Publishers Weekly
(Fri Oct 06 00:00:00 CDT 2023)
A painter and her son visit the small but beautiful island of Sardinia. While the woman paints the mountains, hills, bays and sheep, her son Paolo is as free as the wind. One day a shepherd offers them fogli di musica pages of music, a thin, hard bread. When the mother offers to pay him, the shepherd laughs, takes out his pipe and fills the air with sweet music. At last they leave the island, and as they sail to the mainland, Paolo says that one day he will go back. Many years later, after he has become a famous composer, Paolo remembers the shepherd and the beautiful music.
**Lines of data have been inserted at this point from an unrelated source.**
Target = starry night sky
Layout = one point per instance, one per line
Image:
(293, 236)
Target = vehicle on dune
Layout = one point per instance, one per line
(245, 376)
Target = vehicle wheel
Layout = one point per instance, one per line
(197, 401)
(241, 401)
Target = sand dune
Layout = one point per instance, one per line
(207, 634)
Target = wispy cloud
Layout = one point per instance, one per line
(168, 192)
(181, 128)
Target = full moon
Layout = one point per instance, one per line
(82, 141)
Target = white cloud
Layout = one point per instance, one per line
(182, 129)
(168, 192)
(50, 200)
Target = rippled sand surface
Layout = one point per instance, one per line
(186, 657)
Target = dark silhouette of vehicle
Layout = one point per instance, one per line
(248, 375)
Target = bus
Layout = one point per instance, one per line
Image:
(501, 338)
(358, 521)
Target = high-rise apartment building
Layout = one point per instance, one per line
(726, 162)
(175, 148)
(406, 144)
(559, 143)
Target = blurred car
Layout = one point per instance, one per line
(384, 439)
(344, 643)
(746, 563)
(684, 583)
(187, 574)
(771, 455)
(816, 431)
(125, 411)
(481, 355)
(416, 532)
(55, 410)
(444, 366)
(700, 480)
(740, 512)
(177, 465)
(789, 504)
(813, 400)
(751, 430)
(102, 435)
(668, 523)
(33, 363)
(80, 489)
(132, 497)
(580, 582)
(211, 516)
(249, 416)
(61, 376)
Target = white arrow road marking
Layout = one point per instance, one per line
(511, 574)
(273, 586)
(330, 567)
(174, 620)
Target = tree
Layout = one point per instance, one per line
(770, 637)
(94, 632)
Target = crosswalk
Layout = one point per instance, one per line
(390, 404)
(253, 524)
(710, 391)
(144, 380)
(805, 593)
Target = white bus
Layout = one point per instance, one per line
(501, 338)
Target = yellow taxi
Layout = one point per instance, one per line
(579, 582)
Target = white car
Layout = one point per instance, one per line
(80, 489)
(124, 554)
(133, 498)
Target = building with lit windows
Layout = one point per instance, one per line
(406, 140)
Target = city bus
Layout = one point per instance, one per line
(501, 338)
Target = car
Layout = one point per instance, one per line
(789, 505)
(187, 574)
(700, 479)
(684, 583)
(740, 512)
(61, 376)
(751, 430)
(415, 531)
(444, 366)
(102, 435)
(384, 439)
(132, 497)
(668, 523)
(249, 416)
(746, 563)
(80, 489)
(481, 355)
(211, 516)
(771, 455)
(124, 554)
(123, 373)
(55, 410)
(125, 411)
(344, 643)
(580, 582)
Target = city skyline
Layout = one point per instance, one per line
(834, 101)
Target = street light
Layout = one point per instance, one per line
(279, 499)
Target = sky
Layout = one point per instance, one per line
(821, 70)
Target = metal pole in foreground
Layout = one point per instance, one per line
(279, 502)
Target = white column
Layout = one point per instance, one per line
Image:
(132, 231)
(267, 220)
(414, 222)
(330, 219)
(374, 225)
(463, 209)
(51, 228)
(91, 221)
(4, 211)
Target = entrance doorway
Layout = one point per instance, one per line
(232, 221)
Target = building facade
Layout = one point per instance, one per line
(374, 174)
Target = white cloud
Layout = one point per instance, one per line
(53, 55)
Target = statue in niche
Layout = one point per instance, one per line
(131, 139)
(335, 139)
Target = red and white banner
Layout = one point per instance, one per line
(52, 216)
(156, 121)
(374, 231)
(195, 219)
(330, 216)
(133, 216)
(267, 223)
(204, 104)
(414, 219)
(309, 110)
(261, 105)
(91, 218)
He decides to return to the island, but he does not go alone. Instead, he takes an entire orchestra with him. The musicians, with their instruments, go to the church and there they wait for the shepherds who will go there for the Christmas service. When the shepherds arrive the musicians begin to play, and Paolo shares with them his fogli di musica. DePaola and Johnston have previously collaborated on The Quilt Story and The Vanishing Pumpkin. Once again the crisp, succinct text and dePaola's distinctive folk-art illustrations blend to create a warm and joyous book. Ages 5-8. (Oct.)
School Library Journal
(Fri May 27 00:00:00 CDT 2022)
K-Gr 4 Long ago, the story goes, a painter and her young son visited Sardinia. The shepherds share their olives, cheese, and fogli di musica, the unusual provincial bread, thin and hard as sheet music. When the boy, Paolo, is grown, he returns to the island with an entire symphony orchestra to play the Christmas composition that he has written in honor of his beloved island and its shepherds. The grave and antique nature of Sardinia is nicely captured in dePaola's familiar, simplified, flat paintings, while Johnston's rhythmic story is a pleasure to read aloud. Nonetheless, there are a few problems with this picture book. The plot is fragile, resting too much on the pun in the title, so that the book does not have the impact of other Johnston/dePaola collaborations. Waverly Root, in The Food of Italy, calls fogli di musica `music-paper bread,' because its unleavened sheets are so thin, and also because it tends to develop long cracks on its surface which suggest the lines of the staff.'' This book explains it as
a thin, hard bread.'' Shepherds, of course, have a close association with the Christmas story. However, the shepherd theme is not developed enough to make this picture book more than an additional choice for most Christmas and general collections, although communities with a heavy Italian-American population may want to purchase it. Anna Biagioni Hart, Sherwood Regional Library, Alexandria, Va.